看着满脸狰狞的士兵,李家太爷脸色不由的大变,有些难以置信的说道:
“刘季!”
“你要做什么?”
“难道你就不怕北郡豪族报复于你么?”
“哼!”
“今天之后,北郡豪族就是一个名词!”
“百年以后,将没有人在知道北郡豪族的存在。。。”
刘季看着色厉内茬的李太公,不由不屑的冷哼一声,声音肃杀的说道。
“你想要做什么。。。”
李太公的眼睛不由的就是一缩,有些难以置信的说道。不过还没等他将话说完,如狼似虎的士兵已经冲了过去。
“杀!”
“杀!”
。。。
无数的兵甲冲到大街之上,明火执仗,见人就杀。
更有的士卒,在将官的带领下,直冲豪族府邸,在众人震惊的目光中砸开门户。
“这是!”
“究竟发生了什么事情?”
一个个豪族子弟从睡梦中惊醒,满脸茫然的看着凶横的士卒。
更有人上前呵斥。
如果是以前,他们这么一呵斥,士卒定然会退下。
但是,今天却是不同。
迎接他们的不是卑躬屈膝,而是寒冷的钢刀。
“总督大人有令!”
“但有阻挡着,杀无赦!”
噗!
噗!
刀光四射,鲜血横飞。一个个豪族捂着自己的喉咙,匍匐在地上,脸色灰白。
不过,也有例外!
不是所有的豪族,都是待宰的羔羊。
“杀!”
程楠单手持刀,好似猛虎一般不停的冲杀。
数百个私兵,在他的调度下,好似刀轮一般不停的翻滚。
无数的府兵,被他们砍倒在地。
看的带队的将官是睚眦迸裂,却也没有任何办法。
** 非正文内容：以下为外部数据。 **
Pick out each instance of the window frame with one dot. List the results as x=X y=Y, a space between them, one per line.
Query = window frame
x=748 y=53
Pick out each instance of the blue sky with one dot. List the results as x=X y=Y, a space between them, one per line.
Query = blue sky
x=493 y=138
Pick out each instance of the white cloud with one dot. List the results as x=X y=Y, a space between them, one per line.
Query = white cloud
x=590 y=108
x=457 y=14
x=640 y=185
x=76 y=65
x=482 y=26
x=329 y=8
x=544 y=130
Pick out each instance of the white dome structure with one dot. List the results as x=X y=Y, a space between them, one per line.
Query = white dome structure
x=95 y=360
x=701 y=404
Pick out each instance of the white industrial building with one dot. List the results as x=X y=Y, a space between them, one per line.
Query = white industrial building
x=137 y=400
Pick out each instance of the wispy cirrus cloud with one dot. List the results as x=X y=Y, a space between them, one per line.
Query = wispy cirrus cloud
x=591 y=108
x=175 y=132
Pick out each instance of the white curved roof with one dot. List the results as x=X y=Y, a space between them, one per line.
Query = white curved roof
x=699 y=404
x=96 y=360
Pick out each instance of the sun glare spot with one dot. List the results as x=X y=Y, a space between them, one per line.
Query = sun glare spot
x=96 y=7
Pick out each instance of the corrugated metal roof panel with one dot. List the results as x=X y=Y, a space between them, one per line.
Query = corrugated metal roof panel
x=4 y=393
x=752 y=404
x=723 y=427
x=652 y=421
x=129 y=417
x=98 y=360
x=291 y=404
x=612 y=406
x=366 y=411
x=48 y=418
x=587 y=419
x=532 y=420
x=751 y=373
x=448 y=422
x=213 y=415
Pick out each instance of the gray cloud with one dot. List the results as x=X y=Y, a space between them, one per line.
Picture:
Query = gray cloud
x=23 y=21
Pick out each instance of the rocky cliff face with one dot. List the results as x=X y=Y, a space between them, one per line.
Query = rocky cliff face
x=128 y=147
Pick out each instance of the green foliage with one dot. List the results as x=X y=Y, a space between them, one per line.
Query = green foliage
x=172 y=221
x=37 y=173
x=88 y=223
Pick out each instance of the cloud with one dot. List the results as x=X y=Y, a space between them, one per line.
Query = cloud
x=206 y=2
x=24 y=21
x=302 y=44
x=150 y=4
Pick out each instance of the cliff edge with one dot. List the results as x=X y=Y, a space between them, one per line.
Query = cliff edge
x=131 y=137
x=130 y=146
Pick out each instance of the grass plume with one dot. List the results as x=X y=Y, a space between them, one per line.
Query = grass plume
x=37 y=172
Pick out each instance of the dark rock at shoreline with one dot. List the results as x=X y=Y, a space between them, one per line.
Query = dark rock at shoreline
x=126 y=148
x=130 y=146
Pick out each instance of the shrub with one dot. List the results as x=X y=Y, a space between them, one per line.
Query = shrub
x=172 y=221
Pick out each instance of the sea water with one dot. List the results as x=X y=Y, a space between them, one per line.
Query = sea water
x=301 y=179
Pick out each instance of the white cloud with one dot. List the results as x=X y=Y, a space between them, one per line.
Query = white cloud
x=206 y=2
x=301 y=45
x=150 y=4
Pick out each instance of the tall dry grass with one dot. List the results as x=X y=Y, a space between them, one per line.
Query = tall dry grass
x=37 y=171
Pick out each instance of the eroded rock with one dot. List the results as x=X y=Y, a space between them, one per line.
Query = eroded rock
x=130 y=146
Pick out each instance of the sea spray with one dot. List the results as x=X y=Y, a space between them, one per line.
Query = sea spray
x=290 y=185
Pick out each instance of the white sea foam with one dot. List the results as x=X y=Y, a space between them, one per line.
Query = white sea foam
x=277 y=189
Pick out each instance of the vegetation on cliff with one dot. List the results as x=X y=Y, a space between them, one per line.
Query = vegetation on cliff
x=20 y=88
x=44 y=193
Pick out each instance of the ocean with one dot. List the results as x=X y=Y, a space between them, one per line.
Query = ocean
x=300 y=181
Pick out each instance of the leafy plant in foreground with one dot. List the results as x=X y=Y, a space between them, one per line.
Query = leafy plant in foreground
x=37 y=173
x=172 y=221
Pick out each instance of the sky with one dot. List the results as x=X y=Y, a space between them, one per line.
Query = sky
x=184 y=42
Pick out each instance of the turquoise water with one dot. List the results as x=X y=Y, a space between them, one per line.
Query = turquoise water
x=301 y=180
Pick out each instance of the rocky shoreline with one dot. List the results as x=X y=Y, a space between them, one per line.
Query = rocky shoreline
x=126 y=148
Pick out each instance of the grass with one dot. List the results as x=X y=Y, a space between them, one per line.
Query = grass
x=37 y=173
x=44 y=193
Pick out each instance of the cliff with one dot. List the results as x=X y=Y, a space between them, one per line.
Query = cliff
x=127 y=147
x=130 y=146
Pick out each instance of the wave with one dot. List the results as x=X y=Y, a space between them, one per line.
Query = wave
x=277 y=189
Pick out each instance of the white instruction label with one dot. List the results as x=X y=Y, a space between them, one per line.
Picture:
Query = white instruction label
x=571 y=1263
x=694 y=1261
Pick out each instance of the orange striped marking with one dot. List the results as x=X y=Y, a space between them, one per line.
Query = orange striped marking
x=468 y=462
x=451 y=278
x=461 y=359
。。
程家是将门!
不仅有程牛儿这样的悍将,还有程楠这等勇武的家族子弟。
也正是这个原因,程家要比其他豪族难收服。
“程公子!”
“莫要抵抗了!”
“我家大人没有恶意!”
刘留透过盾牌缝隙,小心的看一眼。见程楠没有杀过来,这才大声的喊道:
“哼!”
“没有恶意!”
“你糊弄鬼呢?”
“没有恶意怎么会如此的明火执仗!”
“我大兄在军中为刘大人拼杀,现在还是下落不明,生死不知,没想到刘大人不仅没有体恤,反而趁乱想要剿灭我程家!”
“天理何在!”
“如此这般,谁还敢为刘大人卖命!”
“难道你们就不怕有朝一日,落的同样下场?”
程楠满脸不屑的看了一眼躬身藏在盾牌后面,不敢露头的刘留。
刘留虽然也是豪族弟子。
但是和刘季等人比起来,却要差上很多。
甚至可以说,他就是一个纯粹的浪荡公子。如果不是因为刘季势大,他根本没有资格领军。
也正是这样,程楠一直以来,对这个纨绔子弟都没有什么好印象。
只是因为家族,以及程牛儿的关系,才和他们虚与委蛇。
现在程牛儿陷落敌军阵中,刘家趁机发难。让程楠也卸下了最后一丝伪装。
既然,已经撕破脸皮,那也就没有必要给彼此留颜面了。
听着程楠的呵斥,不论是手持长刀的兵甲,还是头戴牛皮头盔的将领,脸色都是不由的微变,更有人的眼睛更是闪烁起来。
程家是将门,世代都有人在军中。
也正是以为你这样,在军中有着很多门生故吏。
最关键是,刘季的做法的确让人感到心寒。。。
程牛儿的尸骨未寒就派人攻罚程家,难免有些过河拆桥之举!
再说,谁都有打不动的一天。
如果将来有朝一日,刘季在如此对待他们。。。
想象这个场景,每一个人的心中都不寒而栗,更有人下意识的哆嗦一下,看向程楠的目光中也多了几分同情,已经同命相连。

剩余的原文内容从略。